This is somewhat of an XY answer but given you started with
read a body of text and compare it to search-engine results (from searching for substrings of the given text), with the goal of detecting plagiarism in, for example, academic papers.
It seems text search itself is a good, practical answer to your problem. The basic way of detecting plagiarisms would be the following:
- Start with a corpus of documents that the target document could have been plagiarized.
- Create, e.g., a Lucene based inverted index over those documents (through say Solr or Elasticsearch).
- Split your target document into a set of phrases (e.g. by breaking off each sentence / sub-sentence / every n words).

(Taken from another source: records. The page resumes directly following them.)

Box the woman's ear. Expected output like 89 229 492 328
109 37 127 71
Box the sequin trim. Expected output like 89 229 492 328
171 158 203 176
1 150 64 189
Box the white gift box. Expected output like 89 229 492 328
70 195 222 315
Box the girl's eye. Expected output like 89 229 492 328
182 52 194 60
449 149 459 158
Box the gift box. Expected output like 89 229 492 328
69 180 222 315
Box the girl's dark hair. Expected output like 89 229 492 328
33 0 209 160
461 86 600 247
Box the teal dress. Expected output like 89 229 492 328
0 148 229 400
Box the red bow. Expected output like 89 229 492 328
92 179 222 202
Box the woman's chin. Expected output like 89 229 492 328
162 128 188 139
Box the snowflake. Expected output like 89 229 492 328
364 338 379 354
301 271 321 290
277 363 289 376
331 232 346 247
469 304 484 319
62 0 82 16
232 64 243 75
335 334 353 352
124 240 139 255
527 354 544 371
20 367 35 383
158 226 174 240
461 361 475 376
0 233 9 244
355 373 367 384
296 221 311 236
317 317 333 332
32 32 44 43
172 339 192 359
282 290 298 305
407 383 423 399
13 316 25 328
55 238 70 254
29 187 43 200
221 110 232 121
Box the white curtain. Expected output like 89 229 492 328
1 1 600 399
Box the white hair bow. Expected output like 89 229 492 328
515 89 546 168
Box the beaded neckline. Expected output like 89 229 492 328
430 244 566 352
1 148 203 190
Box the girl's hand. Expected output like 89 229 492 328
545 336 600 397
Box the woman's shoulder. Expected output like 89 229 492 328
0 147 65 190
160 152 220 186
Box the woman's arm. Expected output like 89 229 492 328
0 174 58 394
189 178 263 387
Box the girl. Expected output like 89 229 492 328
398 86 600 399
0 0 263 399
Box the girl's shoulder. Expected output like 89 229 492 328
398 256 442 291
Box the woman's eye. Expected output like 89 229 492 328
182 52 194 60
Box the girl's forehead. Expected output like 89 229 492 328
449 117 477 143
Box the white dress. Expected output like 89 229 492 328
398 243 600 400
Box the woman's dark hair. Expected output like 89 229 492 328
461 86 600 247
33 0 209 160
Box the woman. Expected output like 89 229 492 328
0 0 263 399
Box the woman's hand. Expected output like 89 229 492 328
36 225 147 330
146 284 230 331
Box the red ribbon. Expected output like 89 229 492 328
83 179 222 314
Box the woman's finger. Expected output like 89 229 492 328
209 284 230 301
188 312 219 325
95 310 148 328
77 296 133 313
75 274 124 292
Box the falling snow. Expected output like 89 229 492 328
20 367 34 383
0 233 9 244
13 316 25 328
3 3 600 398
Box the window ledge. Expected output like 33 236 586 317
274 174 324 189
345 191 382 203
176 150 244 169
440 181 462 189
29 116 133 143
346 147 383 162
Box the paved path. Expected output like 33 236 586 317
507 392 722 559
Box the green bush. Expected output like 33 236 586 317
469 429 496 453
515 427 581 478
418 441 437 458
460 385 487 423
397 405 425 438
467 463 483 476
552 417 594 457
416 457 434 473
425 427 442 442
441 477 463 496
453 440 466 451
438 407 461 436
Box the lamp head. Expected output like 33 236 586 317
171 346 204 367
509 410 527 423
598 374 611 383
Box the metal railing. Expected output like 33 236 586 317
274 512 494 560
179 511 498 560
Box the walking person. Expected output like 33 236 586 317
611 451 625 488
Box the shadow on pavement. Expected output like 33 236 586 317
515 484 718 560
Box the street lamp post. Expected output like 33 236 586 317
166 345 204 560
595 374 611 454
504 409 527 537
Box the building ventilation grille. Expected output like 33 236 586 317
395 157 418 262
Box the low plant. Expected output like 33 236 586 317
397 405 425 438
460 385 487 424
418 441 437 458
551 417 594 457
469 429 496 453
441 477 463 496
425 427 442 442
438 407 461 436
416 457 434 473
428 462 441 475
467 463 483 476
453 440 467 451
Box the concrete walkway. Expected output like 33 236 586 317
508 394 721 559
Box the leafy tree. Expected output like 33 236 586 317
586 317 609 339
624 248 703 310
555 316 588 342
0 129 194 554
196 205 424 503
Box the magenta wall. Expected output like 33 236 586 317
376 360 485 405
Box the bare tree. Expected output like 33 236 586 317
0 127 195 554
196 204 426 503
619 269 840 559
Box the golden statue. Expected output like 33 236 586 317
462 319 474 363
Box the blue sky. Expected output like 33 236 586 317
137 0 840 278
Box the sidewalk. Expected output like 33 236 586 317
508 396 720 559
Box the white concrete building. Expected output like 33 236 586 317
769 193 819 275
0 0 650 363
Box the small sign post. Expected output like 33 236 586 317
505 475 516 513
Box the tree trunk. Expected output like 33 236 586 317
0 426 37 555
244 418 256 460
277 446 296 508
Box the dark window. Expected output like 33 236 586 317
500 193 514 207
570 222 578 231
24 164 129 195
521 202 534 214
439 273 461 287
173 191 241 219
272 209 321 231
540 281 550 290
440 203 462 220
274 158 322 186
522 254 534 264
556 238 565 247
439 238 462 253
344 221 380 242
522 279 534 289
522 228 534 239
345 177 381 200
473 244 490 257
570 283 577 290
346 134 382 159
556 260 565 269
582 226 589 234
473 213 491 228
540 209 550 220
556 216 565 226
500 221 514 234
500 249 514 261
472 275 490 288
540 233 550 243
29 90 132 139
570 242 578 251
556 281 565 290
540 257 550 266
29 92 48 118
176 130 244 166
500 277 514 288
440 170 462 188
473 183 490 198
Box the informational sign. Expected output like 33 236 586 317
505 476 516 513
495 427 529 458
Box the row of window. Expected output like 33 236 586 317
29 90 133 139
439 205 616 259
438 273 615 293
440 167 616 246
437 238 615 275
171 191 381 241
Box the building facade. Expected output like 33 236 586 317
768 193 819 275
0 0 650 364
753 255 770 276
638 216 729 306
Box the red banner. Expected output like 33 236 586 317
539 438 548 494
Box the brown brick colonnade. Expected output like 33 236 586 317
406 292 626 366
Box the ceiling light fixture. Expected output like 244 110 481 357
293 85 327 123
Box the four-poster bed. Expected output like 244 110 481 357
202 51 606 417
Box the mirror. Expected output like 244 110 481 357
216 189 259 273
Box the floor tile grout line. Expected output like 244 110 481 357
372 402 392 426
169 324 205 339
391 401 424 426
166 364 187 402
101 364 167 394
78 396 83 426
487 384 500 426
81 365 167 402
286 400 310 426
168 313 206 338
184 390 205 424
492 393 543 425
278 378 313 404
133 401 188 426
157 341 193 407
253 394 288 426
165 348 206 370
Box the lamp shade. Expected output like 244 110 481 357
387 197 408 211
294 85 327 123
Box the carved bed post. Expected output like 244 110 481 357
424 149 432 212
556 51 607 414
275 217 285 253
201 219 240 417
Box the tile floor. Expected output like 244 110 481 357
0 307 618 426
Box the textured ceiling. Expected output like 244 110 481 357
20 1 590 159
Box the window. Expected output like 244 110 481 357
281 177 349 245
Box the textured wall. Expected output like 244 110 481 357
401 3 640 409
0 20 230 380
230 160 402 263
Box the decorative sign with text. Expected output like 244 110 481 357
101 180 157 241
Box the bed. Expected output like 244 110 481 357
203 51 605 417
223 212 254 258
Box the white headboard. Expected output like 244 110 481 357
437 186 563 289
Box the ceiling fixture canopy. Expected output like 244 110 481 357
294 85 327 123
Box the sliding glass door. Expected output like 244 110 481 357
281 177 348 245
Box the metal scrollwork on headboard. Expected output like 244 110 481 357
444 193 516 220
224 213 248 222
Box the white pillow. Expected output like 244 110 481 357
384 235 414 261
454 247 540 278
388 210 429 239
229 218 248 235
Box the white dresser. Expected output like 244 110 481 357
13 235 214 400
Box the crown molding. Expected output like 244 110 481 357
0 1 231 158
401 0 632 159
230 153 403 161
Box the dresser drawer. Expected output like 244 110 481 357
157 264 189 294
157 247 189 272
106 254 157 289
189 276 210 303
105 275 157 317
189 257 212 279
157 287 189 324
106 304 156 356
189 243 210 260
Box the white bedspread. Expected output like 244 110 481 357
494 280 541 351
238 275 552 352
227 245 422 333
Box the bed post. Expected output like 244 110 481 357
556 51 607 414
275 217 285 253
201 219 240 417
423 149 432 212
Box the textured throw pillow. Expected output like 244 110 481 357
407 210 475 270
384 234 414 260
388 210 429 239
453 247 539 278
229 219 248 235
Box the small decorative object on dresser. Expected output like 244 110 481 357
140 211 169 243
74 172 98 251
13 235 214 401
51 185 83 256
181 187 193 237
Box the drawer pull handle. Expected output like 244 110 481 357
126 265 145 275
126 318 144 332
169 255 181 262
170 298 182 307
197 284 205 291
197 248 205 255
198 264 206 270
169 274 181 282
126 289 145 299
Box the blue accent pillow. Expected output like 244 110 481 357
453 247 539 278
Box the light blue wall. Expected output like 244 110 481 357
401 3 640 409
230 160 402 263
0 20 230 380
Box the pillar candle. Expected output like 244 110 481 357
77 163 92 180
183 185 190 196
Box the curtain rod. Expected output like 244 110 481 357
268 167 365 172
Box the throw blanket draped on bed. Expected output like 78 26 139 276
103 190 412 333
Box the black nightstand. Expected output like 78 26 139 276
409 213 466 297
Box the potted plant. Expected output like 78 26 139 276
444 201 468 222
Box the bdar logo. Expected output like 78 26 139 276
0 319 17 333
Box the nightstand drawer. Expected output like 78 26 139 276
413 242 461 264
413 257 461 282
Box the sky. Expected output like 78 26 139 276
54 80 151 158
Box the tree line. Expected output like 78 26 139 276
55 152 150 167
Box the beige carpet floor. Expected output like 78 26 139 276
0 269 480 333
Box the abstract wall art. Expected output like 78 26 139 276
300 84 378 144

- Search your corpus for each phrase. You will return a (possibly empty) set of documents that that phrase could have been plagiarized from (and the location(s) in each document it was possibly taken from).
- Collect all of these potential instances of plagiarism. If this exceeds more than a small threshold of phrases, alarm the target as probably being plagiarized.
This approach has several advantages over trying to diff strings:
- It allows you to pinpoint exactly what in the target document might have been plagiarized and where it could have come from. This will allow humans reviewing the output to have visibility and make intelligent decisions on the output.
- A good indexing solution will buy you the ability to work around misspellings and different stop words / tiny differences in phrasing.
- A good indexing solution will scale very well.
- Having a self-managed corpus will behave much better than searching the internet. The internet is such a wild and unruly place that you are likely to get spurious matches and miss out on important matches. That is, Google may catch students copying from Wikipedia, but it is also liable to falsely accuse people of copying from random blogs if you are not very, very careful. It is also liable to miss things like ArXiv papers in the field, essays students can buy from shady websites, past essays written from other students, that are very realistic sources of plagiarism.
If you think about Turn-it-in, their approach must be similar to this as they
- Tell you where the essay could have been plagiarized
- Can include past-papers / non-wiki & co. sourcing.
The value that Turn-it-in and similar can add over just setting up a system like this yourself (which honestly would not be too hard) is
- Size and quality of their reference corpus
- Development time of their UI
- Tuning of their indexing and searching
- Sophistication in how they determine phrases and their thresholds for likely plagiarism.